Sometimes unbelievers grasp the power of imagination and Spirit more freely than cautious believers. In his play Joan of Arc, George Bernard Shaw–an infamous critic of Christianity–depicts a scene where Joan is questioned by church authorities for the heresy of hearing God’s voice. Her critics tell her the voice comes from her imagination, and Joan replies simply, “Of course. That is how the messages of God come to us.”
Joan would still be considered a heretic today, burned at the modern stake of the social media. True, the Bible is our anchor. In the happy phrase of the King James translation it is our “more sure word of prophecy,” yet that implies there are other means of hearing his voice. I believe we were meant to engage the scripture in all the particulars–even the ones not mentioned, right down to the color of his eyes.
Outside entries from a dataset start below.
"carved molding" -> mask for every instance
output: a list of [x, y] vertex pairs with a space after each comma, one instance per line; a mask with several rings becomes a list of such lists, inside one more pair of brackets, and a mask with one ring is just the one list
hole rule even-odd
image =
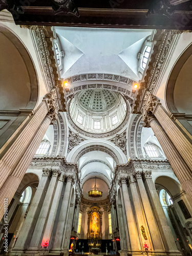
[[[114, 130], [111, 131], [110, 132], [108, 132], [106, 133], [90, 133], [89, 132], [85, 131], [80, 128], [79, 128], [77, 125], [76, 125], [73, 121], [71, 117], [71, 115], [69, 111], [68, 111], [67, 113], [67, 117], [68, 117], [68, 119], [69, 121], [69, 123], [71, 124], [71, 125], [73, 127], [73, 129], [76, 131], [78, 133], [81, 134], [82, 135], [84, 135], [87, 137], [89, 137], [90, 138], [105, 138], [106, 137], [109, 137], [109, 136], [112, 136], [112, 135], [114, 135], [114, 134], [116, 134], [118, 132], [121, 131], [123, 127], [127, 124], [128, 122], [128, 120], [130, 117], [130, 106], [126, 100], [126, 97], [124, 96], [122, 96], [125, 100], [125, 102], [126, 104], [126, 109], [127, 111], [126, 112], [126, 115], [125, 116], [125, 118], [124, 118], [123, 121], [119, 125], [117, 128], [115, 129]], [[71, 104], [71, 99], [69, 102], [69, 103], [68, 104], [68, 109], [70, 108], [70, 104]]]
[[68, 153], [84, 140], [84, 139], [79, 136], [78, 133], [75, 133], [69, 129]]
[[123, 132], [121, 134], [117, 134], [115, 138], [111, 140], [111, 141], [119, 147], [125, 155], [126, 155], [127, 141], [126, 132]]
[[168, 55], [174, 35], [180, 31], [161, 30], [156, 31], [153, 38], [153, 47], [148, 67], [139, 83], [136, 93], [133, 109], [133, 113], [143, 112], [149, 95], [153, 93], [159, 79], [164, 62]]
It does not matter that we get the answer “right.” It matters that we enter into the real world of the scripture. As William Sampson says, “We do not know the particulars of his life, but we know it was filled with particulars . . . Jesus lived out his life as we do–from one concrete setting to another, one choice to another.” That’s why we should meditate on the color of Jesus’s eyes.
To imagine Jesus in this way is to position ourselves to live from one concrete choice to another with a chance of making the choices Jesus would have us make. For this week’s meditation, can you imagine the color of his eyes? Why not spend some time alone with him and gaze upon his face?